As the natives, young or old, masculine, feminine, or neuter (the latter are the guardians of the harems), appeal thus to the individual foreigner, so Turkey as a nation squats or stands before other nations, and takes up the perpetual demand for “backsheesh.” The foreigner, when first entering the Orient, generally submits to the appeal, and gives of his abundance; but he soon finds that begging is universal, and that the purse of Fortunatus would soon touch bottom. So he becomes prudent, especially as the Oriental is never satisfied. Whether you give copper, silver, or gold, by the piece or by the handful, is all the same, the begging or rather the demanding continues.

The nations and moneyed men of Europe are learning the habits of the Turk, and emulating the example of prudent travellers. Turkey is about at the end of her borrowing, and the collapse of the Ottoman Empire is one of the near possibilities. Russia is patiently waiting; Austria is waiting; Prussia is waiting; and the other nations are waiting for the dissolving view which will enable them to reconstruct the map of Europe.
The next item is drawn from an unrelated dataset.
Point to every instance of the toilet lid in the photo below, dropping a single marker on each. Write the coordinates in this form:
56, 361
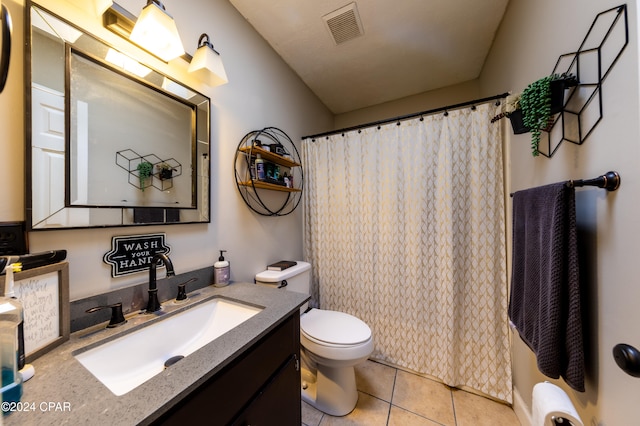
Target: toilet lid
334, 327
None of them are likely to take any measures to hurry “the sick man” to his end, as he is going in that direction with a rapidity that ought to be satisfactory to the on-lookers.

Through fleets of ships and steamers we threaded our way from Galatz and along a tortuous channel through a forest of reeds, till we passed Selino, and were tossing on the waters of the Black sea, with the prow of our steamer towards Odessa.